High-Yield Micro Topics

  1. 1
    Supply and demand shifts
    Know every demand and supply shifter. Simultaneous shifts can leave price or quantity indeterminate, which is a valid answer.
  2. 2
    Cost curves and the shutdown rule
    Shut down short-run when P < AVC; exit long-run when P < ATC. Know the relationship between MC, ATC, and AVC.
  3. 3
    Monopoly vs. perfect competition
    For monopoly: set MR = MC for quantity, go up to demand curve for price.
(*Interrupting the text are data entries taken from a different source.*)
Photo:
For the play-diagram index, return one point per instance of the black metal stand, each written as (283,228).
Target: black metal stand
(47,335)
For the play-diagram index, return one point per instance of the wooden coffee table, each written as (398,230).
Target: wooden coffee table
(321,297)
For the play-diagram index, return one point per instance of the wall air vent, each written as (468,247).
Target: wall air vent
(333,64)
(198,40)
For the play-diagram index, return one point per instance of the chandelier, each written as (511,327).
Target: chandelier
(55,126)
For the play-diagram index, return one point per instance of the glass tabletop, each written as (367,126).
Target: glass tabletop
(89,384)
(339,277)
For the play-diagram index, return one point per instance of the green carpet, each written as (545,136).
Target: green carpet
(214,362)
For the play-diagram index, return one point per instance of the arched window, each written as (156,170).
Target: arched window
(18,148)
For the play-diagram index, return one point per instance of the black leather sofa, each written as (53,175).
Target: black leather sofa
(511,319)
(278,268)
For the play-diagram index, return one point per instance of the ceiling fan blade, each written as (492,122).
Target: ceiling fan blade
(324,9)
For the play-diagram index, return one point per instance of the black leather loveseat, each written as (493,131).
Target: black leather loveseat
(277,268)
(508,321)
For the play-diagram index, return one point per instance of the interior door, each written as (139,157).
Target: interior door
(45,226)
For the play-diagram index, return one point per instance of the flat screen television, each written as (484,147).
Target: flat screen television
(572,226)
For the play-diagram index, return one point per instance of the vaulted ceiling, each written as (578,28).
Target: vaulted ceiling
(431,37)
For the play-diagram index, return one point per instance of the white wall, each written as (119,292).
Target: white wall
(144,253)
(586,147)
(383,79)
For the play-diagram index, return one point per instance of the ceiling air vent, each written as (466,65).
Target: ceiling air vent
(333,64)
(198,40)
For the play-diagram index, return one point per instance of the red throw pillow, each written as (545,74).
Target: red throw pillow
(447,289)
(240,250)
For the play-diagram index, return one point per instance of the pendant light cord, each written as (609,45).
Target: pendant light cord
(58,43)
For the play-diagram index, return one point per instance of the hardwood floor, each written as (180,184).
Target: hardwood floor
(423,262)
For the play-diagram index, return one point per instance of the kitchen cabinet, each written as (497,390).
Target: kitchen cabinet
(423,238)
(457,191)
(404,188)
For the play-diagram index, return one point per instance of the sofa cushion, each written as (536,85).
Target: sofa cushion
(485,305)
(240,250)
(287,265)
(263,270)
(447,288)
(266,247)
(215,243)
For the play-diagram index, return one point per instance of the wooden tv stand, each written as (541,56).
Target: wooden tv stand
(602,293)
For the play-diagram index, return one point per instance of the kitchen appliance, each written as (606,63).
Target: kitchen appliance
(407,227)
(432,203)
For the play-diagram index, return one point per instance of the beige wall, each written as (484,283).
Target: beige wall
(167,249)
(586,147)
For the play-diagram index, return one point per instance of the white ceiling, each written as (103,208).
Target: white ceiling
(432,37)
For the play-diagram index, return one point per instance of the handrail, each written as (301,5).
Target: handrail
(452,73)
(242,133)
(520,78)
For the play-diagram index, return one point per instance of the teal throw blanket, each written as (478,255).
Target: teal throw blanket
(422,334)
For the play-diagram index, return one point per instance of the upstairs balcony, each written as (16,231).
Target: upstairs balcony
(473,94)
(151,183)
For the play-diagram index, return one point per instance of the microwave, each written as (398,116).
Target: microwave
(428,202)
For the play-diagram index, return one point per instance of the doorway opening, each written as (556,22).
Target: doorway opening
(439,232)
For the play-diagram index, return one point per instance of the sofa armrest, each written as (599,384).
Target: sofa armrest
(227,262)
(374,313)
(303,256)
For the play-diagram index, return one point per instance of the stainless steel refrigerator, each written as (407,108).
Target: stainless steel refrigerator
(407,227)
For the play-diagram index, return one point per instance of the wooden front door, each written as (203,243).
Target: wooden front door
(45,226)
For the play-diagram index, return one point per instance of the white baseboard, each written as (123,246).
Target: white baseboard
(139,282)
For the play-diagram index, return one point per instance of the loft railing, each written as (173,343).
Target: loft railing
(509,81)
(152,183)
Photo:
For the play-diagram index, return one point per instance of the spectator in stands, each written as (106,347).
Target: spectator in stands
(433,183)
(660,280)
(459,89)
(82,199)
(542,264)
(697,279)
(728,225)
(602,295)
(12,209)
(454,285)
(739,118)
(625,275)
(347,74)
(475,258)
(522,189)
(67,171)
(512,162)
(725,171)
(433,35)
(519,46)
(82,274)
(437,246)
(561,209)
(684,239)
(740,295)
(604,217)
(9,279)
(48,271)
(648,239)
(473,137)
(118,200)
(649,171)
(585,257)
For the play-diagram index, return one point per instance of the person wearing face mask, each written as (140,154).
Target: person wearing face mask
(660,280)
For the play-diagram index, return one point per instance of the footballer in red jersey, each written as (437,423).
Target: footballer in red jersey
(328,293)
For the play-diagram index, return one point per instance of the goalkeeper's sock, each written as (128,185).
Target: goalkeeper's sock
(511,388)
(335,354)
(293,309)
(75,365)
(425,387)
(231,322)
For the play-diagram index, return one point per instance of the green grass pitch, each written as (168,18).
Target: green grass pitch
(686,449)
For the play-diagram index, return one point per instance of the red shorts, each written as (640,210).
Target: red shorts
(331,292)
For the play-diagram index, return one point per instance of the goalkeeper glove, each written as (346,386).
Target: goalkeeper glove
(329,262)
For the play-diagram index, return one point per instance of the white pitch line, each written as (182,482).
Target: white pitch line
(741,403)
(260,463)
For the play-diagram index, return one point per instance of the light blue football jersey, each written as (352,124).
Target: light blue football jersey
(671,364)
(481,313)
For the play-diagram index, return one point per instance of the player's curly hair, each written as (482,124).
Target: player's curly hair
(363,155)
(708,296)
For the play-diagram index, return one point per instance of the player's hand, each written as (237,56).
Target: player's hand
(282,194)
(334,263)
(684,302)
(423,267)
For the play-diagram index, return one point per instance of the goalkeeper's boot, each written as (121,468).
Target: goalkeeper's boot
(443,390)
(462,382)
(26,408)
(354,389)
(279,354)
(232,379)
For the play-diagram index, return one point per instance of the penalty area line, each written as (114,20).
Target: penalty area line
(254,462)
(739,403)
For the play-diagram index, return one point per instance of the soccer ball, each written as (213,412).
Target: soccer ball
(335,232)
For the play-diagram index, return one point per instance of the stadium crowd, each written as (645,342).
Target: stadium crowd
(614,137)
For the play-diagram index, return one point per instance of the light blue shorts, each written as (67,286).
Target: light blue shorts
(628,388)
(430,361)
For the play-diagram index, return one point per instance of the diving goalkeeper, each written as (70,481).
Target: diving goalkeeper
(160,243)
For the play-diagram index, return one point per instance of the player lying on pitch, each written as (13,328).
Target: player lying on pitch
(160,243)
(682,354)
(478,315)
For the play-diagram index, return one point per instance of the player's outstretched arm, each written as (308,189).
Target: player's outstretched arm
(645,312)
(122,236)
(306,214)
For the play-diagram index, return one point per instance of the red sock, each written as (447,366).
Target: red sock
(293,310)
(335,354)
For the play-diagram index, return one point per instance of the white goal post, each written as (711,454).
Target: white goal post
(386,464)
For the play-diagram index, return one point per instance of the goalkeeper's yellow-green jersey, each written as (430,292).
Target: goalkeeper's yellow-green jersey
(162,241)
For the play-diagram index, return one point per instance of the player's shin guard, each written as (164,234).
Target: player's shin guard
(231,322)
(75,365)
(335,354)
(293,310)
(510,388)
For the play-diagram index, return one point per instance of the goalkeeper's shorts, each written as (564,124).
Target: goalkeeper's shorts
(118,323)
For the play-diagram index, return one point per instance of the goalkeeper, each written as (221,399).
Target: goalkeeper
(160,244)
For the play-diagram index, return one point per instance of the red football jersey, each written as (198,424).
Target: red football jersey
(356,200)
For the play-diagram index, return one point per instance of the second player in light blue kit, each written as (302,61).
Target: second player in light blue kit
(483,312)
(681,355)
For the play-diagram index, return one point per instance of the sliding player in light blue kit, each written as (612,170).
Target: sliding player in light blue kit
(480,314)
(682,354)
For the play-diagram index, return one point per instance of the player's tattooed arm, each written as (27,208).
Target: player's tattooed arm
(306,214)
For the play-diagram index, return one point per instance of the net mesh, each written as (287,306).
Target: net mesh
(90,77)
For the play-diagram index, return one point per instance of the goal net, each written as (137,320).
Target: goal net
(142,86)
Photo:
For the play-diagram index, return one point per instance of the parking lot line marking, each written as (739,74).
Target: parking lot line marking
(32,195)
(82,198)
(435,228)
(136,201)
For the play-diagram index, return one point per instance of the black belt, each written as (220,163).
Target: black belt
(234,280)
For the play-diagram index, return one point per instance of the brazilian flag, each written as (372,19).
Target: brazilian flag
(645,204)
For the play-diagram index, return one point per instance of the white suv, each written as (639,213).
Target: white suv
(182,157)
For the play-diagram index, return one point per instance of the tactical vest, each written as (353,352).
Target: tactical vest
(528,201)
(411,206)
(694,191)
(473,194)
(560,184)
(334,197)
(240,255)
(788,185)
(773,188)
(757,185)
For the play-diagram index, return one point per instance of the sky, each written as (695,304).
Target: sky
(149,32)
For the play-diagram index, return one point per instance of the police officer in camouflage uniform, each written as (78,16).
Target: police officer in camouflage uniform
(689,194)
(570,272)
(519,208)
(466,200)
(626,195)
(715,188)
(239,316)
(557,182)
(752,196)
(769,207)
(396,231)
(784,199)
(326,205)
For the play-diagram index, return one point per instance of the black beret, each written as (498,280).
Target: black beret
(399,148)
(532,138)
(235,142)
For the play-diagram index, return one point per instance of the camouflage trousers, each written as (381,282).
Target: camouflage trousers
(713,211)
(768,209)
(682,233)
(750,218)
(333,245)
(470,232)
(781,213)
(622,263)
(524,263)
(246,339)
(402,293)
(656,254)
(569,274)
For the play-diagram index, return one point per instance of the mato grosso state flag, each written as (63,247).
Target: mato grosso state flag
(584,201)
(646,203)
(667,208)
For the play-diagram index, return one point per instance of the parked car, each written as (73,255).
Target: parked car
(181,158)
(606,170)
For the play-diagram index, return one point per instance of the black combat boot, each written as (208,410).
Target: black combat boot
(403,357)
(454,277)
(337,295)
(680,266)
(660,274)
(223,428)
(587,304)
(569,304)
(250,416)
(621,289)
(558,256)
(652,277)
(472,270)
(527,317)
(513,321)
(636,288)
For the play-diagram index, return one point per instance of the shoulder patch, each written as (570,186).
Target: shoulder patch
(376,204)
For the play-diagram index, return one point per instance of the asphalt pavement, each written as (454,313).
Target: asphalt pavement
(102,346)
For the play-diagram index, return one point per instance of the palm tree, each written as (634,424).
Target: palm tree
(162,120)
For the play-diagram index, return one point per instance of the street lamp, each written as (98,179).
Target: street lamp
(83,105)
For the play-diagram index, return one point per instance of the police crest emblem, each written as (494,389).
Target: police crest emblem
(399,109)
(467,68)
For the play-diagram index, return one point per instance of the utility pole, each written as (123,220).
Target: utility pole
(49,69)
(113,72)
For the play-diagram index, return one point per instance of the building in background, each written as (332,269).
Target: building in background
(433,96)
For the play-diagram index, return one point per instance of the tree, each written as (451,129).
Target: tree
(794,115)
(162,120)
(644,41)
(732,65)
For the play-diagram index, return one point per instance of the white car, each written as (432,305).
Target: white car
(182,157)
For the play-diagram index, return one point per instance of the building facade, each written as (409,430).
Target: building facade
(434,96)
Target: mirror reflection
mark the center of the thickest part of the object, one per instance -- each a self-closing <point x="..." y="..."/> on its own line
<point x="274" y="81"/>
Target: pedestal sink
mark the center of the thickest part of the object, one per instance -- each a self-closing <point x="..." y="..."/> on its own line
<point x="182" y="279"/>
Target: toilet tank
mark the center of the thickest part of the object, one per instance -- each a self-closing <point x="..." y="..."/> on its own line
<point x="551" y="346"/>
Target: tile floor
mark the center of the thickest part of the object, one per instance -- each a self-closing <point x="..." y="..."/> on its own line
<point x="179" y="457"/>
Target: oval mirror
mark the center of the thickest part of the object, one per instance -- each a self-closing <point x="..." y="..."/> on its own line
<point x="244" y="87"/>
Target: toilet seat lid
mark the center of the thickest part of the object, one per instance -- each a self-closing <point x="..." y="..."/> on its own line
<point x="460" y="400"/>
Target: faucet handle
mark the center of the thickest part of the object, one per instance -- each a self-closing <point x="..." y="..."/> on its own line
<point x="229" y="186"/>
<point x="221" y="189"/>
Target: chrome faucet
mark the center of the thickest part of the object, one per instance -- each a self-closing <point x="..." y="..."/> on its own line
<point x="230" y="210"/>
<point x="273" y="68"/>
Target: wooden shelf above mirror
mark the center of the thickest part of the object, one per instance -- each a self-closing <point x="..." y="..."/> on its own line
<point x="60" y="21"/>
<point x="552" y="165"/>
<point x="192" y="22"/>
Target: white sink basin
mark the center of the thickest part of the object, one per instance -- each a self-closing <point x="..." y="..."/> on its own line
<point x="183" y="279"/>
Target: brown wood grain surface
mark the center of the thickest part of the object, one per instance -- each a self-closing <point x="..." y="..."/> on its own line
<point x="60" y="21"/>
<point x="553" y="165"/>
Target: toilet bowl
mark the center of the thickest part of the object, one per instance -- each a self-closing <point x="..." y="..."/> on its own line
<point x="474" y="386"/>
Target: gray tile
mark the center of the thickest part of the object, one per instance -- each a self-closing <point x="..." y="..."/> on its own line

Mark deadweight loss and economic profit.
  4. 4
    Externalities and corrective policies
    Show the social cost/benefit curve, the inefficient market equilibrium, and how a Pigouvian tax or subsidy restores efficiency.
  5. 5
    Factor markets (MRP = MRC)
    A competitive firm hires labor until MRP = MRC. Its labor demand curve is its MRP curve.
Watch Out

Common Mistakes

  1. 1
    Confusing nominal and real values
    Real values are adjusted for inflation. When a question asks about output or purchasing power, it means real, not nominal.
  2. 2
    Treating a movement along a curve as a shift
    A change in price moves along the curve; only non-price determinants shift the curve itself.
  3. 3
    Mixing up short-run and long-run conclusions
    Always check which run the question specifies. Long-run perfect competition has zero economic profit and fully flexible inputs.
  4. 4
    Drawing the wrong graph
    Re-read the question: money market vs. loanable funds, SRAS vs. LRAS. Drawing the right graph labeled wrong still costs points.
  5. 5
    Stopping after the first effect in a chain
    FRQs often ask for price AND quantity, or interest rate AND investment. Answer every sub-part or leave points behind.